2. After a hard bike workout they are given a gel (carbman) and some butter (proteinman). They race up a hard hill. Carbman wins easily. Only problem is he's a good bit lighter (20lb or more, I reckon )and being an identical twin they have the same power output. He has to win. 20lb will give you ten minutes in a 2000ft climb or two minutes on Box Hill which is a 400 ft climb.

3. Lipids are supposed to be identical, but there's no breakdown. LCHF usually better than anything else.
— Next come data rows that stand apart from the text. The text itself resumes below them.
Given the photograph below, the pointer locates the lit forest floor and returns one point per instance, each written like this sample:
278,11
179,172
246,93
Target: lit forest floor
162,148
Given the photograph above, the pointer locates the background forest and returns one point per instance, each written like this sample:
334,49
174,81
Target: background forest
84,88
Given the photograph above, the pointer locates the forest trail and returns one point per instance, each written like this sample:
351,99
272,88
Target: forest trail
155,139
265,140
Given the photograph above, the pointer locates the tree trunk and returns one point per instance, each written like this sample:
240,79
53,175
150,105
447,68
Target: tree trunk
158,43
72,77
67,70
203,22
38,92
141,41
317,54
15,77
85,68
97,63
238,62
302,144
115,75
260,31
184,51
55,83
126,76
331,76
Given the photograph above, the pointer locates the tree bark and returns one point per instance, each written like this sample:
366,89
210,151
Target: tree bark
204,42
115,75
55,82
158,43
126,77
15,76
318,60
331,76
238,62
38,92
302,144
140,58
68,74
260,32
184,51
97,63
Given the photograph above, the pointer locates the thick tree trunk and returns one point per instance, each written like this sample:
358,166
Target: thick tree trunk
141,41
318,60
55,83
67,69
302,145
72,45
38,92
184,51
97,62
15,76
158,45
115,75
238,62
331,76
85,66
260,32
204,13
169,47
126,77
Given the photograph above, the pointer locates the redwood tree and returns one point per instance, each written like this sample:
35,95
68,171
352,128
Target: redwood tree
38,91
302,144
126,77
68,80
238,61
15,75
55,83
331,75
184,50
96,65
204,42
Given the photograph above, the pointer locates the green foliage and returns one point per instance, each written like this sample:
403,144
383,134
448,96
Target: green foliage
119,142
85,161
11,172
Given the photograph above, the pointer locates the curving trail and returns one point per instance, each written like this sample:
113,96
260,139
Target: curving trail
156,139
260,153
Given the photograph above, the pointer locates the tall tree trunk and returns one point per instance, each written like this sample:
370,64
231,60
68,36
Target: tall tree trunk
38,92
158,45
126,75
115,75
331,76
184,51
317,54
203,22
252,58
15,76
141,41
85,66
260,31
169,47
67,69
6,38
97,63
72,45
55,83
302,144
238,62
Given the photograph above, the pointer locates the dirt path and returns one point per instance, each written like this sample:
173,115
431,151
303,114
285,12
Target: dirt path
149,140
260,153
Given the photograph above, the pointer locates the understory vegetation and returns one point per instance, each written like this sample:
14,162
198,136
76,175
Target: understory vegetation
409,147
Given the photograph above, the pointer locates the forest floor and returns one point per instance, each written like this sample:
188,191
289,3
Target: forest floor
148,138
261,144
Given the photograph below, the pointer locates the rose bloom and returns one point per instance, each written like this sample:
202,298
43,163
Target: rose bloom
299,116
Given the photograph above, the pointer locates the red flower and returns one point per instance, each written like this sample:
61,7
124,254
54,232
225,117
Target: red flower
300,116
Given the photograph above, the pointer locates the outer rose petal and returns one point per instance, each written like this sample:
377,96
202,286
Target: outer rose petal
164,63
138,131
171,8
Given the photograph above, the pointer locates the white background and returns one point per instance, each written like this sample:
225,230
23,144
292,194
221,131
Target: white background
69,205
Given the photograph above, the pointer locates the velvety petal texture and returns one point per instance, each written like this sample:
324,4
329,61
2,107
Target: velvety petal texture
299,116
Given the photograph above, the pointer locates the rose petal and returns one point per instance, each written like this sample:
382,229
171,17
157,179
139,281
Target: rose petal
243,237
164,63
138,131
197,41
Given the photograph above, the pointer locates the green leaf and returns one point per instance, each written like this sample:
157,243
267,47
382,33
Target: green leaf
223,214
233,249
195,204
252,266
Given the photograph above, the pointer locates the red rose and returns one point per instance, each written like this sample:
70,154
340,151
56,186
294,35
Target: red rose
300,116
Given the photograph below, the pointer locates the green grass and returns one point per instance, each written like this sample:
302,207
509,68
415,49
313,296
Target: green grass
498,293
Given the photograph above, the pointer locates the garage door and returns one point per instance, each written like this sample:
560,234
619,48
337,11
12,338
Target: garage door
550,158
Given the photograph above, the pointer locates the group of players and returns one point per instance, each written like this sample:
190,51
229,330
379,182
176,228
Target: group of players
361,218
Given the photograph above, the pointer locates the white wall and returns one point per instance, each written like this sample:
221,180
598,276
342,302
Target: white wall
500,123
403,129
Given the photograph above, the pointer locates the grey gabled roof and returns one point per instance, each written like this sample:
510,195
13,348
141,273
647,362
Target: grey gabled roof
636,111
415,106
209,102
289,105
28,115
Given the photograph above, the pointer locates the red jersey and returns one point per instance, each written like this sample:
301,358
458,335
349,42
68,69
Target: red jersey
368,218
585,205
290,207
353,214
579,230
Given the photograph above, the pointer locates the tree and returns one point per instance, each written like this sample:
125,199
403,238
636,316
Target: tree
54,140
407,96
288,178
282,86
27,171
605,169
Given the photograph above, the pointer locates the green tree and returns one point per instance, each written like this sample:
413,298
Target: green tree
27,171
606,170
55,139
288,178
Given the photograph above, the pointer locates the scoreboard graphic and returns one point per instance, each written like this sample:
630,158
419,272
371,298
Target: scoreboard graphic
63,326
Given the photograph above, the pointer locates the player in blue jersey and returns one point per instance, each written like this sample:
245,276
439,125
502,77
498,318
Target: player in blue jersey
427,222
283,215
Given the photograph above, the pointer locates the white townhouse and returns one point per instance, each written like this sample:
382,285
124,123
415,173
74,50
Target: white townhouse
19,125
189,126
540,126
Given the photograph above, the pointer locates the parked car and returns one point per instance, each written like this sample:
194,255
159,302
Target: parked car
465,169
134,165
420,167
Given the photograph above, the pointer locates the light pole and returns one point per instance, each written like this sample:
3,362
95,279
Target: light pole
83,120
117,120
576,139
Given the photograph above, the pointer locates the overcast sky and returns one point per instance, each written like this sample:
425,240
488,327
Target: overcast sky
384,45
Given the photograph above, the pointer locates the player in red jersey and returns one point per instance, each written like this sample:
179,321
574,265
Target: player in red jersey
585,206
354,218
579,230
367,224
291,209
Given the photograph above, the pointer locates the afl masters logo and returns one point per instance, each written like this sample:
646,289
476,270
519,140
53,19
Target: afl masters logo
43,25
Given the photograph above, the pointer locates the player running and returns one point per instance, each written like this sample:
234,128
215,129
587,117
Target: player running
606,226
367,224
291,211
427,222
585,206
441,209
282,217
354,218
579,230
4. This is the worst. Carbman's insulin has risen but his resting blood sugar is the same. Proteinman's blood sugar has risen but his insulin is not that high. A bearded labman (A Dr.(PhD) Richard Mackenzie) says...
"your sugar is raised, on this diet and your insulin is low". This is interpreted as pre-diabetes and the lowish insulin is because his body is about to pack in insulin production thereby making him diabetic. This diet is not good for him etc. I've actually emailed him since and asked how could a diet which is demonstrably the best for type 2 Diabetes possibly do this. All I got was evasion and I'm too busy etc.
I'm a doctor myself and I couldn't believe such an outcome. It would be impossible for a diet which is THE most successful at controlling type 2 diabetes to make someone diabetic. I thought to myself, this is either an error or it's due to ketosis.
Ketosis is a biochemical condition the body goes into when you're either starving or eating little or now carbohydrate.
Lets look it up.


http://ketopia.com/high-blood-sugar-in- ... metabolism/

In this, the very first link I found was exactly what was found in him. A raised blood sugar and mildly raised  insulin. This is a normal finding in ketosis and has no sinister implications whatsoever. What it in fact is is the body raising the basal level of sugar in the blood, as on this diet it's not going to vary much. The degree of liver insulin resistance in this case protects the brain's glucose supply.When eating a mixed diet, the blood sugar shoots up and down depending on the carbs you eat.
This is a huge blunder in a programme like this. If something doesn't make sense, look it up.
The problem is that the person seeing such a business may not know enough to see it's a problem.

When you take these errors into account you see that the programme was absolutely worthless, in fact a black mark on its makers.

Grrr!

Garry Lee, retired Consultant Histopathologist, also qualified as a Physician.


Sunday, January 26, 2014

Fat and Heart disease.

Fat and Heart disease.


Why Carbohydrate is the bad boy, not fat, as simply put as it can be.


The fat you eat is not turned into bad stuff in the blood.

The bad stuff in the blood is made by the liver (this has different lab characteristics)

The liver makes this as a response to carbohydrates (starch and sugar) in the diet.

The bad stuff in the blood is NOT what primarily gives you heart disease but acts as a marker for it possibly being present.

The carbohydrate with the resultant high blood sugar AND high insulin is the side-effect which produces the arterial disease.

One sentence then:

Excess carbohydrate raises blood sugar and insulin which in the course of time, damages arteries and the liver changes the blood lipids which may act as a marker for the damage, but the dietary intake of GOOD lipids is not involved.